Quantum Corporation, a company incorporated under the laws of state of Delaware (the “Company”), hereby certifies that, for good and valuable consideration, the receipt and sufficiency of which are hereby acknowledged, OC II FIE V LP, a Delaware limited partnership (“OC II”), the registered holder hereof or its permitted assigns (the “Holder”), is entitled, subject to the terms set forth below, to purchase from the Company, at the Exercise Price (as defined below) then in effect, at any time or times on or after the Issuance Date, but not after the Expiration Time (as defined below), 4,309,464 fully paid non-assessable shares of Common Stock (as defined below), subject to adjustment as provided herein, including issuance of Additional Warrant Shares (the “Warrant Shares”).
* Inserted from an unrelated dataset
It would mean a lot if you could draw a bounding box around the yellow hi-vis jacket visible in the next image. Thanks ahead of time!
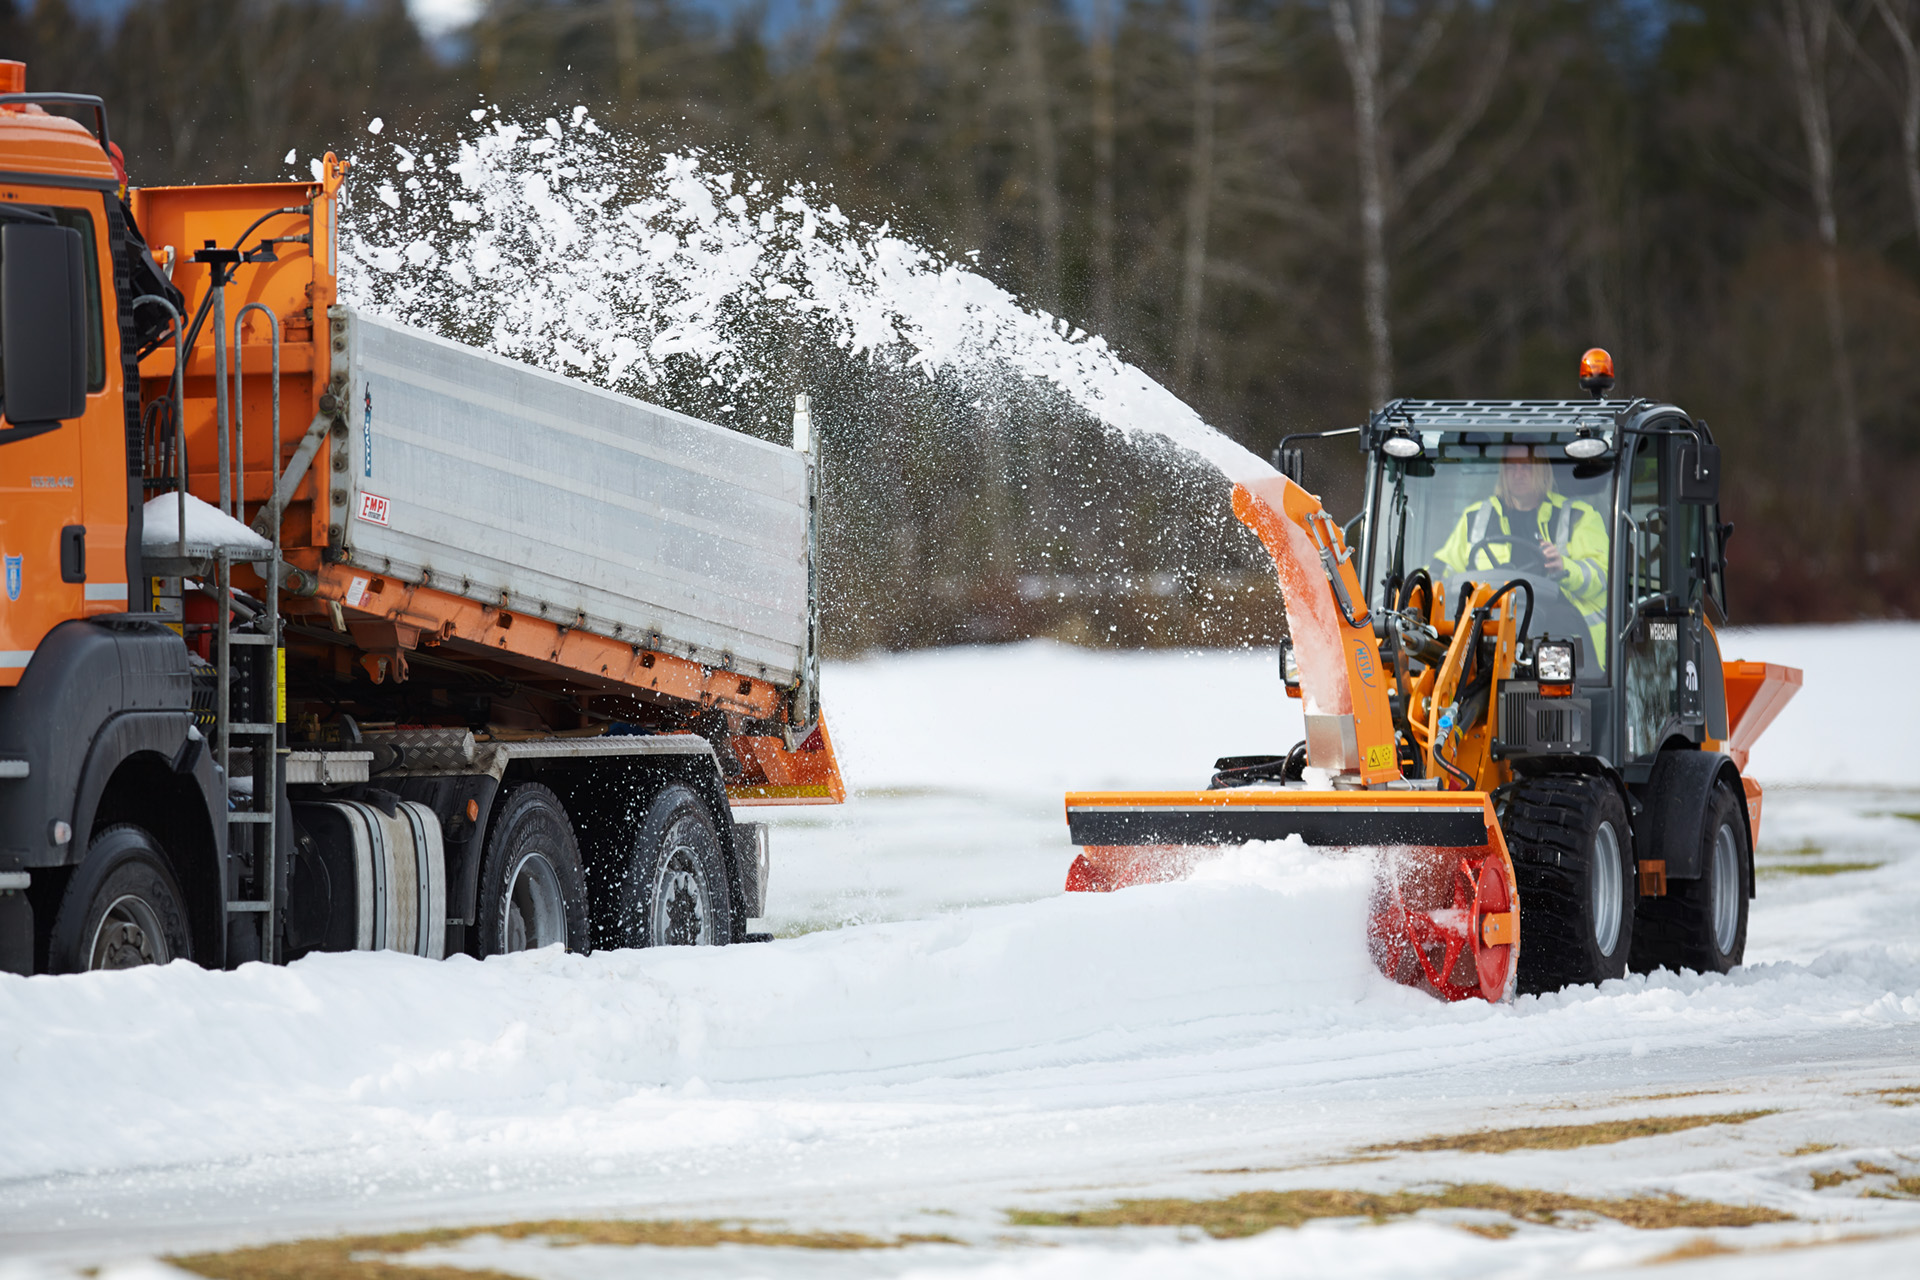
[1433,492,1609,663]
Except as otherwise defined herein, capitalized terms in this Warrant to Purchase Common Stock (including any Warrants to Purchase Common Stock issued in exchange, transfer or replacement hereof, this “Warrant”), shall have the meanings set forth inSection 17. This Warrant is one of the Warrants to purchase Warrant Shares (as amended, restated, or otherwise modified from time to time, the “Warrants”) issued in connection with that certain Term Loan Credit and Security Agreement dated as of December 27, 2018 (as amended, restated or otherwise modified from time to time, the “Credit Agreement”) between Company, as Borrower, the lenders party thereto from time to time, and U.S. Bank National Association, as Agent, and in connection with that certain Registration Rights Agreement (as may be amended, restated, supplemented or otherwise modified from time to time in accordance with the terms thereof, the “Registration Rights Agreement”) by and among the Company, OC II and BTC Holdings Fund I, LLC, dated as of December 27, 2018.